Tate’s chapter on Wrynecks, a bird unfamiliar to me, taught me that the genus’s scientific name (Jynx) is the origin of the familiar word, jinx. This holds up. Both the OED and Merriam-Webster attribute the origin of the word jinx to folklore surrounding the genus.

Eurasian Wryneck
Eurasian Wryneck (Jynx torquilla) captured at Borit, Gojal, Gilgit-Baltistan, Pakistan with Canon EOS 7D Mark II

I also learned of the rich Christian folklore surrounding the bird, of which I was entirely unaware. Two species — the European Robin (not a thrush like the robins of the Americas, but a flycatcher) and swallows — were held in particularly high esteem for having provided aid to Jesus during the Crucifixion. The red of Robin Redbreast was believed to be a drop of Jesus’s blood that the bird carries on its chest. (A sort of follow-up legend, which Tate doesn’t describe, has Merlins, a falcon, capturing robins and keeping them captive during cold winter nights. Their red breasts, apparently, would warm the falcons.)

Birds were also believed to have access to magical stones and herbs. People could access them by tricking the birds into retrieving one. This often involved an act of cruelty — injuring or blinding a young bird — so the parent would retrieve the stone or herb in question. Then, when the adult bird returns to the nest, it’s fooled again — a red blanket is put under the bird’s tree, simulating a fire. The bird, in a rush to put out the fire, then would drop the stone or herb to the deceitful human.

Swallows, for instance, could retrieve stones that cure blindness. Tate writes,

If you wanted to obtain the pebble for yourself, you first had to blind the nestlings of a pair of swallows, so that the females would fly off to get the magic stone and touch their nestlings’ eyes with it in order to restore their sight. Then you had to place a red cloth beneath the nest, so that the swallow would drop the stone on to it, believing that she was dropping it into a fire.

Flights of Fancy, 2007, p. 140

Flights of Fancy is, definitely, Eurocentric, and many reviewers of the book note this. Most single volume field guides are provincial in nature, by necessity — birds are too global and diverse a kingdom to be otherwise.

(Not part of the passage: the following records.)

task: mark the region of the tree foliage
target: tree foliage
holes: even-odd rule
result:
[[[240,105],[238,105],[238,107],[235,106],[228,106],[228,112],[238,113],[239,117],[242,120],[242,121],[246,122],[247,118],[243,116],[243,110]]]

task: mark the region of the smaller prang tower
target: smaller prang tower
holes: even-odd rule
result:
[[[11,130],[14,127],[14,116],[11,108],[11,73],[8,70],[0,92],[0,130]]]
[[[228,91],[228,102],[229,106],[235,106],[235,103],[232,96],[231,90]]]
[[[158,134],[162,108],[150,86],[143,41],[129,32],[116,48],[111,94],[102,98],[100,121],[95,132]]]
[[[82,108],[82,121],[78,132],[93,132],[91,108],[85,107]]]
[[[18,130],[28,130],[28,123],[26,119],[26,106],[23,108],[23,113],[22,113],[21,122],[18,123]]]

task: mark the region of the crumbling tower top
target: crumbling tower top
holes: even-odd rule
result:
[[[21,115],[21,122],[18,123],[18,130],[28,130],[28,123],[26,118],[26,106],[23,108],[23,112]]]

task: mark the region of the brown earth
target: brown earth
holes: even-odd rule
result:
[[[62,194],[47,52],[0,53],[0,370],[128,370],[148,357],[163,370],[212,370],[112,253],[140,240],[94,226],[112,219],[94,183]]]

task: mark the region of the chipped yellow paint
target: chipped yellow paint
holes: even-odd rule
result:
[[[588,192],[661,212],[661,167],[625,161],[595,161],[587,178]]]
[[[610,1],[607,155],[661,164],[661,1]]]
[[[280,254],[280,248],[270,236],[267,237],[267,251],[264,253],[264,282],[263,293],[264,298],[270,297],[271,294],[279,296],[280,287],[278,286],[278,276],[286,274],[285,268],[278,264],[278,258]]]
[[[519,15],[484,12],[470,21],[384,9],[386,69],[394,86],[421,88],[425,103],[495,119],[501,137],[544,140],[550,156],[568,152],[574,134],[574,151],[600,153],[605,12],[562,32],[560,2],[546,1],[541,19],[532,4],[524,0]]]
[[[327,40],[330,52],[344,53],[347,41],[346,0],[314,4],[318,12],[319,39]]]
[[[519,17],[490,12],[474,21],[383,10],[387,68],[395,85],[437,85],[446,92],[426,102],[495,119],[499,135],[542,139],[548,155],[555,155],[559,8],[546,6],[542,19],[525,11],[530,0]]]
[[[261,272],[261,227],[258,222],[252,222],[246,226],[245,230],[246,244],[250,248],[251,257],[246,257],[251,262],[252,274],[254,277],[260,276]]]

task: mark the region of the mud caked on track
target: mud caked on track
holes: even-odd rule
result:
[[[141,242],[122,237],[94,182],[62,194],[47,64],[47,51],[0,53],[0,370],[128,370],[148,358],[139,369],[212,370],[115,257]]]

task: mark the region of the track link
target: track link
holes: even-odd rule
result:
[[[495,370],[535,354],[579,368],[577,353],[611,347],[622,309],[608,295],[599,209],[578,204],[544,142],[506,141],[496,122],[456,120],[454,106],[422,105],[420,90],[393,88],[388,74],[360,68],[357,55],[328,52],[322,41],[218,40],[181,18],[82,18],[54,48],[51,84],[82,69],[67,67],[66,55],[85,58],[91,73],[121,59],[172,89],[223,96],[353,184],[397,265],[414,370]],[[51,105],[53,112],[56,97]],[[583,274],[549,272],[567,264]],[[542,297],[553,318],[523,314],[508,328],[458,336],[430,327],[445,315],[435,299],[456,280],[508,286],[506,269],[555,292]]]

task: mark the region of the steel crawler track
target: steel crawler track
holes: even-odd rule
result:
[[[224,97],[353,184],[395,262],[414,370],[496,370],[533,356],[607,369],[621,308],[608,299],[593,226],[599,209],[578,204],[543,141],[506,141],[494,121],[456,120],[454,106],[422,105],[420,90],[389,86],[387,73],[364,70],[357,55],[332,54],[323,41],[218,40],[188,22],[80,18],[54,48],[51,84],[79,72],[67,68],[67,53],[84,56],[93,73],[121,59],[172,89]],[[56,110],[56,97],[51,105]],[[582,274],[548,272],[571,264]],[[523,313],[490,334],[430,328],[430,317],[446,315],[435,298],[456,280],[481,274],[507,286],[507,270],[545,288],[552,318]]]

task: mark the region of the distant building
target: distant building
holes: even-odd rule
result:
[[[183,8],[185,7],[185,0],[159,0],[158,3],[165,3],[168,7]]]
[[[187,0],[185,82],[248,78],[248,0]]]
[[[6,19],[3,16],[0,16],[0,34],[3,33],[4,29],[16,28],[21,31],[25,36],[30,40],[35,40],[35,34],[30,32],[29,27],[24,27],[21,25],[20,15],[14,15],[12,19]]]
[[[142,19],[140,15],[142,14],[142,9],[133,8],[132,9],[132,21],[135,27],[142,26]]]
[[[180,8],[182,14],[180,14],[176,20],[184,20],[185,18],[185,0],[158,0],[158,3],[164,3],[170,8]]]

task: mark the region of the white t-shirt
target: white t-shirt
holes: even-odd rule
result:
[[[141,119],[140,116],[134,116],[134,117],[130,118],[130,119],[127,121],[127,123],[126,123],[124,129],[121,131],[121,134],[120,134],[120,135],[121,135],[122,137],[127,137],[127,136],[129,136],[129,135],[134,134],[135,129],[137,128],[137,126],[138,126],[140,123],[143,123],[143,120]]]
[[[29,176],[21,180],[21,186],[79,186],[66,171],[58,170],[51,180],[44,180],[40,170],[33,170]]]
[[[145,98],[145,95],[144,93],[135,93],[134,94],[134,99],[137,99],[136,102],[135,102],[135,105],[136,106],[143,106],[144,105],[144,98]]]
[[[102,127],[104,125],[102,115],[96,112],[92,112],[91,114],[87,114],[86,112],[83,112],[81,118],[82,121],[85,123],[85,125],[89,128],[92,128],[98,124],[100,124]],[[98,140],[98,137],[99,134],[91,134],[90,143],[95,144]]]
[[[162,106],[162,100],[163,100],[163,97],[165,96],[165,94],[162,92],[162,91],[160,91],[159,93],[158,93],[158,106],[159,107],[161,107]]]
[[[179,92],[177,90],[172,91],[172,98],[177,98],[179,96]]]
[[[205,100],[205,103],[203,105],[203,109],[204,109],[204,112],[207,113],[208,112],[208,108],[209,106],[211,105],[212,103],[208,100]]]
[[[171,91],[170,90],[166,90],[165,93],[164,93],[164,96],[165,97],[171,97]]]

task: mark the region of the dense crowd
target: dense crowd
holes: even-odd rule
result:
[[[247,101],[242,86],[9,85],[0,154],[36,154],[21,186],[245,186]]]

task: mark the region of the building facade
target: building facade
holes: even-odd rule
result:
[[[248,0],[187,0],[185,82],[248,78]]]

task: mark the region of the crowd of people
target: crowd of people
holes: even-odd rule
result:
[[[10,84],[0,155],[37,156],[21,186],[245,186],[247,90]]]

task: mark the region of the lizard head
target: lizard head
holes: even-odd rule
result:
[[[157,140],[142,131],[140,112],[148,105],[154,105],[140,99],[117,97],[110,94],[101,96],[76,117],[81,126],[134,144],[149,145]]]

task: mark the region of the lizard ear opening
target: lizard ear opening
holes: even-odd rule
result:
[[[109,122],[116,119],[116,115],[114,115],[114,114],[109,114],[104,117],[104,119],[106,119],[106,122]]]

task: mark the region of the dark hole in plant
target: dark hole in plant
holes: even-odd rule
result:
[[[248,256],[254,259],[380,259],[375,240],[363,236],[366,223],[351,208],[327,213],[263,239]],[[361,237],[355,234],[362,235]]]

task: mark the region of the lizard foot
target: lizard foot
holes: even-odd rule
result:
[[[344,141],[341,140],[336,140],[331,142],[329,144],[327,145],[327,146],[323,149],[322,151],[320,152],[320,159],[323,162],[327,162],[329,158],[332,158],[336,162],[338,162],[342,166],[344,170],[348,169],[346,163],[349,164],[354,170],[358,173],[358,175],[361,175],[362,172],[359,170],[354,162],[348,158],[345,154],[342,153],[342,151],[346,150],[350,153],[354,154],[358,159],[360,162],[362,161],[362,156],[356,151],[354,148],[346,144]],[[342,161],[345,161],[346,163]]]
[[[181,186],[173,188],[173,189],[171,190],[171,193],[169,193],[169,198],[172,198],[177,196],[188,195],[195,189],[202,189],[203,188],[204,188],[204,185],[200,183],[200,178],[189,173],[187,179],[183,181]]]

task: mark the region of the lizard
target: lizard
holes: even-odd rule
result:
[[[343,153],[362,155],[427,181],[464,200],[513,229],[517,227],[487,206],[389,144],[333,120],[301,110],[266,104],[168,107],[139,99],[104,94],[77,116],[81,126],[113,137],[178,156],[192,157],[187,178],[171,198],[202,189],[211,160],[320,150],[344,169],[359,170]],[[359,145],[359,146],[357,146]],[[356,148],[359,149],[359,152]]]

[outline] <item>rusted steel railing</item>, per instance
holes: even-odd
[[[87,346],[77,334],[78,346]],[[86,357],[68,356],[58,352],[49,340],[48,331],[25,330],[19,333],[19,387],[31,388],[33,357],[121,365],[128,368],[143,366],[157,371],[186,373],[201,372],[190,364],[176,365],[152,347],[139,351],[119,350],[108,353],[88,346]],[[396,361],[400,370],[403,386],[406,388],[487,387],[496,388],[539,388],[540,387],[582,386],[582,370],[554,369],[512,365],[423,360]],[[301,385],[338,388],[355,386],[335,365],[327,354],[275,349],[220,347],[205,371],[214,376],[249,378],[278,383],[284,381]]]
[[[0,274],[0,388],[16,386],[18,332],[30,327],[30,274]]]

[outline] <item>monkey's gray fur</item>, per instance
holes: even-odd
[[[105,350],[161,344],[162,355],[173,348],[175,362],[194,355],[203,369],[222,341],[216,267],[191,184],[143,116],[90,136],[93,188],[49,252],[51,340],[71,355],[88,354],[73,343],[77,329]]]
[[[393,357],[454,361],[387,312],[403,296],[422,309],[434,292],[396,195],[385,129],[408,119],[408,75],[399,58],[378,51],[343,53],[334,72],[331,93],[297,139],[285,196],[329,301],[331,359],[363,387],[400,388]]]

The book’s failing is less in its focus, though, but in its subtitle, which promises more than it offers. This is European birds in European myths, legends, and superstitions. Tate tends only to invoke beliefs from Asia and the western hemisphere when they’re largely resonate with the European myths. This allows Tate to document the surprising coincidence of beliefs around global genera of birds, such as Cranes (Grus).